They were in the YARN logs instead. No exception, just a WARN level
message, which made it a bit more difficult to find.

On Mon, Nov 21, 2016 at 5:27 PM, Ashwin Chandra Putta <
[email protected]> wrote:

> Cool. I did not see these errors in the AM logs, were these in the node
> manager logs?
>
> Regards,
> Ashwin.
>
> On Mon, Nov 21, 2016 at 4:20 AM, Max Bridgewater <
> [email protected]> wrote:
>
>> The issue turned out to be memory allocation. Here is the relevant YARN
>> error message:
>>
>> 2016-11-21 11:44:30,020 INFO org.apache.hadoop.yarn.server.
>> nodemanager.containermanager.container.ContainerImpl: Container
>> container_1479728463466_0001_02_000001 transitioned from LOCALIZED to
>> RUNNING
>> 2016-11-21 11:44:31,858 INFO org.apache.hadoop.yarn.server.
>> nodemanager.containermanager.monitor.ContainersMonitorImpl: Starting
>> resource-monitoring for container_1479728463466_0001_02_000001
>> 2016-11-21 11:44:31,858 INFO org.apache.hadoop.yarn.server.
>> nodemanager.containermanager.monitor.ContainersMonitorImpl: Stopping
>> resource-monitoring for container_1479728463466_0001_01_000001
>> 2016-11-21 11:44:31,867 INFO org.apache.hadoop.yarn.server.

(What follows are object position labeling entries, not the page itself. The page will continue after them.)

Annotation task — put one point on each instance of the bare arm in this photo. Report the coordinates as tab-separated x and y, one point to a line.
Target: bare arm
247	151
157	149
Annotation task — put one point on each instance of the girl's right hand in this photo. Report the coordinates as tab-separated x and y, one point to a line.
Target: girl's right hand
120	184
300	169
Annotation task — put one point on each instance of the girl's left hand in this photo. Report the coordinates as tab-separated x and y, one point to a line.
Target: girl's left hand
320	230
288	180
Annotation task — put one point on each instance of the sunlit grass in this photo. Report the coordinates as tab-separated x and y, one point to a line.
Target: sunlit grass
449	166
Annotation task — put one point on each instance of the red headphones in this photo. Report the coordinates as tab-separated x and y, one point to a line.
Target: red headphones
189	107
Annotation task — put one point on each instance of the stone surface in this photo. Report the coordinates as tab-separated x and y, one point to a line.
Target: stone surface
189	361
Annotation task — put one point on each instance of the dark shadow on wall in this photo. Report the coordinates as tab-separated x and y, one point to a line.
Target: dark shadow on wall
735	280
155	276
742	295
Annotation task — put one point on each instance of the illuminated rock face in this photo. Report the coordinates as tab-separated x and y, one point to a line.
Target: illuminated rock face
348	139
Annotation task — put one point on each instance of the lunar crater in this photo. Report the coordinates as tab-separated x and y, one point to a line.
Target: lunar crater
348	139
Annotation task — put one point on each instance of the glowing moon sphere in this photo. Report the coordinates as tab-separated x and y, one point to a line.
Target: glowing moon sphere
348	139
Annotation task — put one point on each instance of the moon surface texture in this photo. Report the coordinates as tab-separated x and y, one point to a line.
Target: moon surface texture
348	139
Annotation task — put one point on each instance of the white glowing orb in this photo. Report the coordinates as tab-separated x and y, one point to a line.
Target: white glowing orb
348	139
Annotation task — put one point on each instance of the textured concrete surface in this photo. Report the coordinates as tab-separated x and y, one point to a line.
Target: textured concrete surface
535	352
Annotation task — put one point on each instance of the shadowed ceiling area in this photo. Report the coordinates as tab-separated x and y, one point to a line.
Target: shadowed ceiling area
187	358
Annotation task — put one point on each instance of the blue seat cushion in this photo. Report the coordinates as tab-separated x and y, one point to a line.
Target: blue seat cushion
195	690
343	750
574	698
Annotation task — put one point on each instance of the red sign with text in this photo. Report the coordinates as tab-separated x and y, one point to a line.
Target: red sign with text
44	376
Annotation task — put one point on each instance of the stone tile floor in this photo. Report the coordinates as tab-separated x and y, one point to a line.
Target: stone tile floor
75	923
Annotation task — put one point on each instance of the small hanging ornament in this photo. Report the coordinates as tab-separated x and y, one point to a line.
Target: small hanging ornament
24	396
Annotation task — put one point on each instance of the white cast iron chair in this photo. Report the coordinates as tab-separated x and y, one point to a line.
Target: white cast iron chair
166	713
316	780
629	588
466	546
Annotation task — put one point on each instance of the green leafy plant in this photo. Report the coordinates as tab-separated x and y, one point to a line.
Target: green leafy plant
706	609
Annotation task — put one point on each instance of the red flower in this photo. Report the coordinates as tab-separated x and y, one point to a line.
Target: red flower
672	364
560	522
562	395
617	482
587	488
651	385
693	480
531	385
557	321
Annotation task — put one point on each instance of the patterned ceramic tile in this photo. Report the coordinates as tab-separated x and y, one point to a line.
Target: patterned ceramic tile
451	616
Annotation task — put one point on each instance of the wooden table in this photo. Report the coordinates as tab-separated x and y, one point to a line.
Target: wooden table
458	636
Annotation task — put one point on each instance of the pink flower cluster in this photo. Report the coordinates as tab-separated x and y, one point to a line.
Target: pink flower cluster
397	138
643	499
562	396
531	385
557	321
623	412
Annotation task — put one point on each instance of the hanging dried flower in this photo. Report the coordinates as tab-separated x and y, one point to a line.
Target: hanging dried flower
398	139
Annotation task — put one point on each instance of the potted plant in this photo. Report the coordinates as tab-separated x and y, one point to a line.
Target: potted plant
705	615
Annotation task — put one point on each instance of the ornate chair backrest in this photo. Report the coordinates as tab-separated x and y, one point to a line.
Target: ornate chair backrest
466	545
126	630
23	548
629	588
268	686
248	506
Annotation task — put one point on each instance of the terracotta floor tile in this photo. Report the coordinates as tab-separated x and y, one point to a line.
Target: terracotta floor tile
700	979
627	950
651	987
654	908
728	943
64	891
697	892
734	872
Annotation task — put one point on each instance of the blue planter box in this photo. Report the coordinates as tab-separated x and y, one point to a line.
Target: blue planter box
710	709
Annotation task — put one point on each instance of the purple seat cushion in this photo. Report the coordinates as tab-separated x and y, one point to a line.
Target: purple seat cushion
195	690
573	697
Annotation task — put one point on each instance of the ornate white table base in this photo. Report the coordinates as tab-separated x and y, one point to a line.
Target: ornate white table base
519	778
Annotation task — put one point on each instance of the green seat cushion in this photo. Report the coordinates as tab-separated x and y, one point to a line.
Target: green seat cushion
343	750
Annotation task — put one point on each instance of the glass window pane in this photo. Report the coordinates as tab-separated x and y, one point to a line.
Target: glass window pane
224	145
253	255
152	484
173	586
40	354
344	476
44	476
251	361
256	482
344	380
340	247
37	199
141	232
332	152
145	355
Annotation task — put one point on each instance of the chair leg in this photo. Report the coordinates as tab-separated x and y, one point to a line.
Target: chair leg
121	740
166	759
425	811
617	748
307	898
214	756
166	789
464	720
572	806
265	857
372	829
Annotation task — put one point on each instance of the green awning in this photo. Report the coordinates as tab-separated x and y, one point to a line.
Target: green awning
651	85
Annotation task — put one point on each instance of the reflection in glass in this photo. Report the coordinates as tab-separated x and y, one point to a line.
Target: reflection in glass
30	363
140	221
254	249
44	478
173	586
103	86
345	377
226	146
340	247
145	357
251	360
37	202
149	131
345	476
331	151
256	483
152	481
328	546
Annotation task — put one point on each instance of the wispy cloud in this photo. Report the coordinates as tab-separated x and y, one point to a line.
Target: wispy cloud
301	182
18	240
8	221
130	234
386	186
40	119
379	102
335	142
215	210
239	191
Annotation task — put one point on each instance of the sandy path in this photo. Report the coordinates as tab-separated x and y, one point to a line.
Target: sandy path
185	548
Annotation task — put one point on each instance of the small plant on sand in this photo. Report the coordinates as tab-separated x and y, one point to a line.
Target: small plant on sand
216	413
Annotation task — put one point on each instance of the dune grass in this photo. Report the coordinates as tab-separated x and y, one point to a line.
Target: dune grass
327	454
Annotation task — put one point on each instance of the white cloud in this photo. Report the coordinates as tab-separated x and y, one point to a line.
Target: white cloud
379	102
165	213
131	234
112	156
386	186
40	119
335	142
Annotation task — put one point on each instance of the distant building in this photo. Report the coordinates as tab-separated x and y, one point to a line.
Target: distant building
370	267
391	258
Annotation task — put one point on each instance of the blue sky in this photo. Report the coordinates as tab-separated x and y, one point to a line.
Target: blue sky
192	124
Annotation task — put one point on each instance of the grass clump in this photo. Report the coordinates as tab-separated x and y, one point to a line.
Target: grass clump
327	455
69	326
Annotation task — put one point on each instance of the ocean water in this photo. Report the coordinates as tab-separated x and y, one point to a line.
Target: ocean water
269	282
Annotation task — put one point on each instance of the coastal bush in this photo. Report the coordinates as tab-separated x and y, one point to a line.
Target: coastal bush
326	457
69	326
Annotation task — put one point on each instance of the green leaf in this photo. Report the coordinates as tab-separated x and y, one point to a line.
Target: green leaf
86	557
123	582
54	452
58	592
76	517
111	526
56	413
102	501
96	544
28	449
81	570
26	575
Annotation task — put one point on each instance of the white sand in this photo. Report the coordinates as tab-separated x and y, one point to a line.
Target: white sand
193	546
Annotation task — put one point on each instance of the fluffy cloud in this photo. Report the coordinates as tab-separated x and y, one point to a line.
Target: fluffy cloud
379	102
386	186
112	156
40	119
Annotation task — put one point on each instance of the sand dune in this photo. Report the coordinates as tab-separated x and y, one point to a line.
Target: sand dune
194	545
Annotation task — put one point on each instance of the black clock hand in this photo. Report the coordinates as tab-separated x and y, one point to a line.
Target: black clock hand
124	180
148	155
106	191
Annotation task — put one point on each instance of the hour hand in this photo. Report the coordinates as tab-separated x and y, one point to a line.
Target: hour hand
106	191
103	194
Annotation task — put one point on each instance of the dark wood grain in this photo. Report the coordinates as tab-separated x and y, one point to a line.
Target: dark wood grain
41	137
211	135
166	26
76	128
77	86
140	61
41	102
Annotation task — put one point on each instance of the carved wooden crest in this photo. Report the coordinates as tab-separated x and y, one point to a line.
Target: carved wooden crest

>> nodemanager.containermanager.monitor.ContainersMonitorImpl: Memory usage
>> of ProcessTree 26632 for container-id container_1479728463466_0001_02_000001:
>> 194.5 MB of 1 GB physical memory used; 2.5 GB of 2.1 GB virtual memory used
>> 2016-11-21 11:44:34,875 INFO org.apache.hadoop.yarn.server.
>> nodemanager.containermanager.monitor.ContainersMonitorImpl: Memory usage
>> of ProcessTree 26632 for container-id container_1479728463466_0001_02_000001:
>> 532.4 MB of 1 GB physical memory used; 2.6 GB of 2.1 GB virtual memory used
>> 2016-11-21 11:44:34,876 WARN org.apache.hadoop.yarn.server.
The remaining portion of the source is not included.